Outros fenômenos avaliados pelo Atlas da Violência 2021 confirmam o pioneirismo de São Paulo no desenvolvimento de políticas públicas de segurança: a violência contra a população LGBTQI+ e contra pessoas com deficiência. Além de já possuir protocolos de atendimento específico para esse grupo populacional em todas as delegacias do estado e uma rede de DDMs (Delegacia de Defesa da Mulher), São Paulo lançou novos serviços em agosto de 2021 para aprimorar o acesso das pessoas aos serviços de segurança.

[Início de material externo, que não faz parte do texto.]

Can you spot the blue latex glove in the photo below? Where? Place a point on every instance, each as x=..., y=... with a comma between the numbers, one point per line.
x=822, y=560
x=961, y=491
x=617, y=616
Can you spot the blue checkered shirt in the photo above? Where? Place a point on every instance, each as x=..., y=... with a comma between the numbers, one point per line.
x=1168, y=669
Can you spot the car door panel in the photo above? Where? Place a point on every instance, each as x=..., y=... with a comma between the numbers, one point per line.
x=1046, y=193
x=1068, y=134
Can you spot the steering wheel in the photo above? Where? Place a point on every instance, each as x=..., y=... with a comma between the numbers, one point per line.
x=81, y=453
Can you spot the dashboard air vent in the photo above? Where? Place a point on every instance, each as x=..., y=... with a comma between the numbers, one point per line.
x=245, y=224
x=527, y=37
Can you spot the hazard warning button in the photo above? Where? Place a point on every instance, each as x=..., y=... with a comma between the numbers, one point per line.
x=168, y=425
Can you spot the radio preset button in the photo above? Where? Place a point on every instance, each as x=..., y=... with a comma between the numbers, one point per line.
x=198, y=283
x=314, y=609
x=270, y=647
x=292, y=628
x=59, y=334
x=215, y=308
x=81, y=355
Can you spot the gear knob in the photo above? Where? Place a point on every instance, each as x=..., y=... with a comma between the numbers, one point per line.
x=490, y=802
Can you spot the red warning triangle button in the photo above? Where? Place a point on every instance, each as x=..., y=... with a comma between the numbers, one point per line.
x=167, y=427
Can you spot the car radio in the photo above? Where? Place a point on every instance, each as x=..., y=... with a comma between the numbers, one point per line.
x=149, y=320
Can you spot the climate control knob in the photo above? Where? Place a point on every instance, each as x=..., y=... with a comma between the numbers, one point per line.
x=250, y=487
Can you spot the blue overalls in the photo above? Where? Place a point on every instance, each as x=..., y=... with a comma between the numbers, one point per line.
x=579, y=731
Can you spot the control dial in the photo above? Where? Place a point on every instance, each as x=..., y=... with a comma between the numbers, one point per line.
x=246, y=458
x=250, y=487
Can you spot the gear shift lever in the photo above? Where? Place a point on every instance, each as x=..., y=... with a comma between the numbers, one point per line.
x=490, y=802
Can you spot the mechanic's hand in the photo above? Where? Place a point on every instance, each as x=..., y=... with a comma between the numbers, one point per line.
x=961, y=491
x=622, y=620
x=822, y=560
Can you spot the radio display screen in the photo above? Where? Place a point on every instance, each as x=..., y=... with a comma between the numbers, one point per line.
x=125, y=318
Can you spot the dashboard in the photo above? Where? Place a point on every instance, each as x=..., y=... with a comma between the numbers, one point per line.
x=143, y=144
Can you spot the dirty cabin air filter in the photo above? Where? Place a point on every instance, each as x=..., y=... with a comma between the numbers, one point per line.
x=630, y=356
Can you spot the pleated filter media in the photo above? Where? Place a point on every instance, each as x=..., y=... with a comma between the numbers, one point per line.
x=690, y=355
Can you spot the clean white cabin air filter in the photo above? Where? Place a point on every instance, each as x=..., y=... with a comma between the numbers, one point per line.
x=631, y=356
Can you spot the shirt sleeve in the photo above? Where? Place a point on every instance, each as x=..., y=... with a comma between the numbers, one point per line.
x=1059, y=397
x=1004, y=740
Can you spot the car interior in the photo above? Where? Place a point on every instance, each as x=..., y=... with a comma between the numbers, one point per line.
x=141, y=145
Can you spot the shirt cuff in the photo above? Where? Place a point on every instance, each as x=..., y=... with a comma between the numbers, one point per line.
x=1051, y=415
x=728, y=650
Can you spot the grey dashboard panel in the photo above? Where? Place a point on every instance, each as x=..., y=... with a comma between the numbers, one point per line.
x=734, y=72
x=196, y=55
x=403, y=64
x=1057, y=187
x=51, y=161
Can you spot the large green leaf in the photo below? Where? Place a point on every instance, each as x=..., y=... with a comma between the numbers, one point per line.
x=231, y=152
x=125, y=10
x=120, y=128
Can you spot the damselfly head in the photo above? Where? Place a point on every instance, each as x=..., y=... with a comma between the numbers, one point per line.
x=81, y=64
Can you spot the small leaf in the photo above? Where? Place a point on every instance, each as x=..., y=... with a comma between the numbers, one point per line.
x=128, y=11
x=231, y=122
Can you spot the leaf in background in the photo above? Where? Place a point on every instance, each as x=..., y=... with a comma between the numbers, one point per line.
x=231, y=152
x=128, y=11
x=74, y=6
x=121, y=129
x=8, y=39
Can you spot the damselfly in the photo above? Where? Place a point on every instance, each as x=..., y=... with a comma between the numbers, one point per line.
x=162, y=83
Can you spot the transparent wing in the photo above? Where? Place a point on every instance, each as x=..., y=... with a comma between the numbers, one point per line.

No dia 26, o governador João Doria (PSDB) lançou a Delegacia da Diversidade Online para ampliar o combate à intolerância e também determinou que as Divisões Especializadas de Investigações Criminais (Deics) do Interior passem a investigar crimes relacionados à raça, cor, etnia, religião, procedência nacional, orientação sexual ou identidade de gênero.

Em 9 de agosto, o governador assinou decreto que autoriza a implantação de Centros de Apoio Técnico (CAT) em unidades da Polícia Civil para aprimorar o atendimento especializado de pessoas com deficiência vítimas de violência. O programa deverá ser desenvolvido com base nas estatísticas criminais e será desenvolvido em parceria da SSP com a Secretaria dos Direitos da Pessoa com Deficiência.